Tüketim ile üretim arasında uçurum var
Aslında Türkiye’nin ayçiçeğinde üretimin yanı sıra ihracat da yapıyor. Geçtiğimiz yıl toplam 1 milyon 104 bin ton ayçiçek yağı üretilirken, bunun 490 bin tonu ise ihracata gönderildi. Ancak ülkedeki tüketim miktarının 1 milyon 170 bin ton olduğu düşünülürse ortaya 500 bin tonu aşan bir açık çıkıyor. Bu açığı gidermek için yapılan ithalat da işte bu üretici ve ihracatçı kimlikleri gölgede bırakıyor.
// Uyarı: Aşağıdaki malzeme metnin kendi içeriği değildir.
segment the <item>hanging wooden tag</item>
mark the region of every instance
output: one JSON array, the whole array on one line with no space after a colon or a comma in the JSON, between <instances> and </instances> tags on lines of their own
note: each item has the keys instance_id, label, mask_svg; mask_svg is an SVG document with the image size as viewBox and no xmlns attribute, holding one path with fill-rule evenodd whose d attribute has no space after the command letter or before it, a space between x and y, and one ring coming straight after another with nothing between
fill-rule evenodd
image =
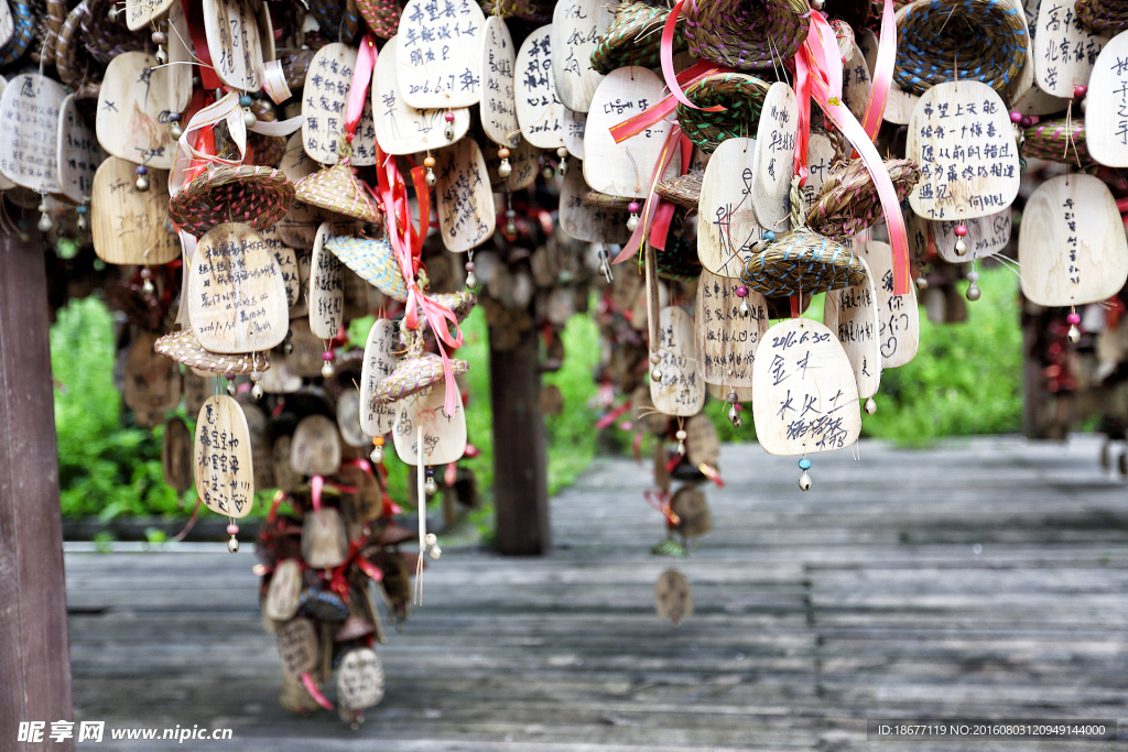
<instances>
[{"instance_id":1,"label":"hanging wooden tag","mask_svg":"<svg viewBox=\"0 0 1128 752\"><path fill-rule=\"evenodd\" d=\"M564 105L553 76L552 24L525 38L517 53L517 120L525 140L538 149L564 145Z\"/></svg>"},{"instance_id":2,"label":"hanging wooden tag","mask_svg":"<svg viewBox=\"0 0 1128 752\"><path fill-rule=\"evenodd\" d=\"M1128 167L1128 35L1101 50L1085 95L1085 148L1108 167Z\"/></svg>"},{"instance_id":3,"label":"hanging wooden tag","mask_svg":"<svg viewBox=\"0 0 1128 752\"><path fill-rule=\"evenodd\" d=\"M862 431L857 383L830 329L788 319L770 329L752 365L756 437L768 454L849 446Z\"/></svg>"},{"instance_id":4,"label":"hanging wooden tag","mask_svg":"<svg viewBox=\"0 0 1128 752\"><path fill-rule=\"evenodd\" d=\"M1038 88L1063 99L1072 99L1077 85L1089 83L1096 56L1109 42L1109 37L1094 34L1082 25L1076 5L1077 0L1042 2L1032 39ZM1087 106L1092 104L1090 100Z\"/></svg>"},{"instance_id":5,"label":"hanging wooden tag","mask_svg":"<svg viewBox=\"0 0 1128 752\"><path fill-rule=\"evenodd\" d=\"M350 709L362 710L384 699L384 665L370 647L349 651L337 672L337 701Z\"/></svg>"},{"instance_id":6,"label":"hanging wooden tag","mask_svg":"<svg viewBox=\"0 0 1128 752\"><path fill-rule=\"evenodd\" d=\"M317 671L317 632L309 619L291 619L279 625L279 656L288 676Z\"/></svg>"},{"instance_id":7,"label":"hanging wooden tag","mask_svg":"<svg viewBox=\"0 0 1128 752\"><path fill-rule=\"evenodd\" d=\"M74 106L72 94L59 107L58 136L55 163L59 165L60 192L76 204L81 204L94 195L94 176L106 154L86 117Z\"/></svg>"},{"instance_id":8,"label":"hanging wooden tag","mask_svg":"<svg viewBox=\"0 0 1128 752\"><path fill-rule=\"evenodd\" d=\"M705 271L737 280L756 253L764 228L752 206L755 175L754 139L722 141L705 167L697 204L697 257Z\"/></svg>"},{"instance_id":9,"label":"hanging wooden tag","mask_svg":"<svg viewBox=\"0 0 1128 752\"><path fill-rule=\"evenodd\" d=\"M168 221L168 172L149 170L149 189L138 191L134 166L111 157L94 175L90 229L94 250L107 264L167 264L180 256Z\"/></svg>"},{"instance_id":10,"label":"hanging wooden tag","mask_svg":"<svg viewBox=\"0 0 1128 752\"><path fill-rule=\"evenodd\" d=\"M309 415L294 428L290 467L303 476L328 476L341 467L341 436L324 415Z\"/></svg>"},{"instance_id":11,"label":"hanging wooden tag","mask_svg":"<svg viewBox=\"0 0 1128 752\"><path fill-rule=\"evenodd\" d=\"M408 0L396 35L396 74L416 109L469 107L482 98L482 27L474 0Z\"/></svg>"},{"instance_id":12,"label":"hanging wooden tag","mask_svg":"<svg viewBox=\"0 0 1128 752\"><path fill-rule=\"evenodd\" d=\"M654 407L667 415L697 415L705 406L705 380L694 356L694 320L677 306L668 306L659 313L658 328L660 360L650 379ZM661 380L654 379L655 370L661 371Z\"/></svg>"},{"instance_id":13,"label":"hanging wooden tag","mask_svg":"<svg viewBox=\"0 0 1128 752\"><path fill-rule=\"evenodd\" d=\"M968 229L968 235L963 238L967 250L962 255L955 250L955 242L959 240L955 228L960 224ZM928 232L936 244L936 253L945 262L962 264L987 258L1002 253L1011 242L1011 207L963 222L928 222Z\"/></svg>"},{"instance_id":14,"label":"hanging wooden tag","mask_svg":"<svg viewBox=\"0 0 1128 752\"><path fill-rule=\"evenodd\" d=\"M740 280L702 269L694 316L694 352L706 383L752 386L752 361L768 330L768 309L764 295L744 287L748 295L740 298L738 287L743 287ZM741 302L748 303L748 316L740 312Z\"/></svg>"},{"instance_id":15,"label":"hanging wooden tag","mask_svg":"<svg viewBox=\"0 0 1128 752\"><path fill-rule=\"evenodd\" d=\"M831 290L822 308L822 322L841 343L854 369L857 395L867 399L881 386L881 322L878 293L870 267L860 284Z\"/></svg>"},{"instance_id":16,"label":"hanging wooden tag","mask_svg":"<svg viewBox=\"0 0 1128 752\"><path fill-rule=\"evenodd\" d=\"M777 222L787 216L797 133L795 91L783 81L777 81L764 97L752 168L752 211L766 230L782 231Z\"/></svg>"},{"instance_id":17,"label":"hanging wooden tag","mask_svg":"<svg viewBox=\"0 0 1128 752\"><path fill-rule=\"evenodd\" d=\"M459 397L455 415L447 415L443 400L447 388L439 381L429 389L397 402L398 414L391 428L396 454L406 465L418 463L417 428L423 426L423 461L428 465L457 462L466 453L466 413Z\"/></svg>"},{"instance_id":18,"label":"hanging wooden tag","mask_svg":"<svg viewBox=\"0 0 1128 752\"><path fill-rule=\"evenodd\" d=\"M188 316L200 344L213 353L253 353L285 339L290 316L282 272L249 224L224 222L200 238Z\"/></svg>"},{"instance_id":19,"label":"hanging wooden tag","mask_svg":"<svg viewBox=\"0 0 1128 752\"><path fill-rule=\"evenodd\" d=\"M377 319L364 344L364 364L360 375L360 426L370 436L384 436L396 422L396 405L376 404L372 395L396 368L397 328L395 321Z\"/></svg>"},{"instance_id":20,"label":"hanging wooden tag","mask_svg":"<svg viewBox=\"0 0 1128 752\"><path fill-rule=\"evenodd\" d=\"M309 329L320 339L333 339L344 322L343 265L325 241L334 237L333 225L317 228L314 258L309 267Z\"/></svg>"},{"instance_id":21,"label":"hanging wooden tag","mask_svg":"<svg viewBox=\"0 0 1128 752\"><path fill-rule=\"evenodd\" d=\"M55 160L62 83L45 76L14 77L0 94L0 174L36 193L59 193Z\"/></svg>"},{"instance_id":22,"label":"hanging wooden tag","mask_svg":"<svg viewBox=\"0 0 1128 752\"><path fill-rule=\"evenodd\" d=\"M263 611L274 621L289 621L298 613L301 595L301 566L298 559L282 559L274 566L271 584L266 586Z\"/></svg>"},{"instance_id":23,"label":"hanging wooden tag","mask_svg":"<svg viewBox=\"0 0 1128 752\"><path fill-rule=\"evenodd\" d=\"M165 483L176 492L192 488L192 433L184 418L174 416L165 423L160 443L160 467Z\"/></svg>"},{"instance_id":24,"label":"hanging wooden tag","mask_svg":"<svg viewBox=\"0 0 1128 752\"><path fill-rule=\"evenodd\" d=\"M627 242L631 239L631 230L627 229L629 213L623 209L585 206L583 196L589 191L582 170L573 167L564 176L559 202L561 229L564 235L584 242ZM618 280L620 274L622 272L616 272L615 278Z\"/></svg>"},{"instance_id":25,"label":"hanging wooden tag","mask_svg":"<svg viewBox=\"0 0 1128 752\"><path fill-rule=\"evenodd\" d=\"M209 397L196 418L193 451L196 494L209 510L235 519L250 513L255 502L255 470L250 432L233 397Z\"/></svg>"},{"instance_id":26,"label":"hanging wooden tag","mask_svg":"<svg viewBox=\"0 0 1128 752\"><path fill-rule=\"evenodd\" d=\"M636 198L650 191L670 124L660 121L623 143L615 143L608 129L655 104L662 92L658 74L637 65L614 70L600 82L583 140L583 177L593 191ZM680 174L681 156L676 149L662 178Z\"/></svg>"},{"instance_id":27,"label":"hanging wooden tag","mask_svg":"<svg viewBox=\"0 0 1128 752\"><path fill-rule=\"evenodd\" d=\"M920 165L909 203L925 219L995 214L1019 195L1014 127L986 83L953 81L925 91L913 110L906 152Z\"/></svg>"},{"instance_id":28,"label":"hanging wooden tag","mask_svg":"<svg viewBox=\"0 0 1128 752\"><path fill-rule=\"evenodd\" d=\"M435 202L442 242L455 253L476 248L490 239L496 222L482 149L474 139L462 139L441 150L437 161Z\"/></svg>"},{"instance_id":29,"label":"hanging wooden tag","mask_svg":"<svg viewBox=\"0 0 1128 752\"><path fill-rule=\"evenodd\" d=\"M345 108L352 89L356 47L332 42L309 61L301 90L301 138L306 153L323 165L336 165L345 133ZM372 99L365 97L349 161L356 167L376 163Z\"/></svg>"},{"instance_id":30,"label":"hanging wooden tag","mask_svg":"<svg viewBox=\"0 0 1128 752\"><path fill-rule=\"evenodd\" d=\"M553 79L559 100L569 109L585 113L591 107L603 80L602 73L591 68L591 53L613 20L613 6L600 0L563 0L553 10L552 45L561 51L553 60Z\"/></svg>"},{"instance_id":31,"label":"hanging wooden tag","mask_svg":"<svg viewBox=\"0 0 1128 752\"><path fill-rule=\"evenodd\" d=\"M1022 294L1039 306L1081 306L1114 295L1128 278L1128 240L1112 193L1091 175L1038 186L1019 228Z\"/></svg>"},{"instance_id":32,"label":"hanging wooden tag","mask_svg":"<svg viewBox=\"0 0 1128 752\"><path fill-rule=\"evenodd\" d=\"M270 39L273 60L274 37L261 0L203 0L203 16L217 76L240 91L263 88L263 45Z\"/></svg>"},{"instance_id":33,"label":"hanging wooden tag","mask_svg":"<svg viewBox=\"0 0 1128 752\"><path fill-rule=\"evenodd\" d=\"M916 357L920 344L920 311L916 292L893 294L893 251L888 242L869 240L856 245L865 259L878 297L881 366L896 369Z\"/></svg>"},{"instance_id":34,"label":"hanging wooden tag","mask_svg":"<svg viewBox=\"0 0 1128 752\"><path fill-rule=\"evenodd\" d=\"M514 71L517 47L501 16L490 16L482 39L482 129L494 143L509 148L521 142L517 122Z\"/></svg>"}]
</instances>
Enflasyon geçici mi kalıcı mı?
Bir başka deyişle, Türkiye ayçiçeğinde kendi ihtiyacını karşılamaktan çok uzak. TÜİK verilerine göre ayçiçeğinde kendine yeterlilik oranı yüzde 66,4 düzeyinde. Bitkisel Yağ Sanayicileri Derneği Başkanı Tahir Büyükhelvacıgil ise bu oranın daha da düşük olduğunu ve toplam ihtiyacın yalnızca yüzde 30’unun yerli üretimle sağlanabildiğini söylüyor.
Rakamsal verilerin ya da yorumların en iyimserlerine bakıldığında dahi iç açıcı bir tablo ortaya çıkmıyor. Tüketim ile üretim arasında özellikle 2000’li yıllardan itibaren açılmaya başlayan bu fark üretim lehine kapanmadıkça geriye ithalattan başka seçenek kalmıyor. İthalata bağımlı olunan bu tabloda ise bugün yaşanan fiyat krizinin doğal bir sonuç halini alıyor.
Üreticinin eli güçlenmek zorunda
Satış yöntemleri ve satış aktörleri değişse de ayçiçeğindeki önlenemez yükseliş devam edeceğe benziyor. ABD Tarım Bakanlığı’nın (USDA) yayınladığı bir raporda, Türkiye’nin ayçiçek ithalat pazarındaki payının önümüzdeki süreçte yüzde 30’dan yüzde 37’e çıkacağı öngörülüyor. Yükselen fiyat ve artan ithalat arasındaki bu döngüden kurtulmak için tek çıkar yol daha fazla üretim için üreticinin elini güçlendirmekten geçiyor.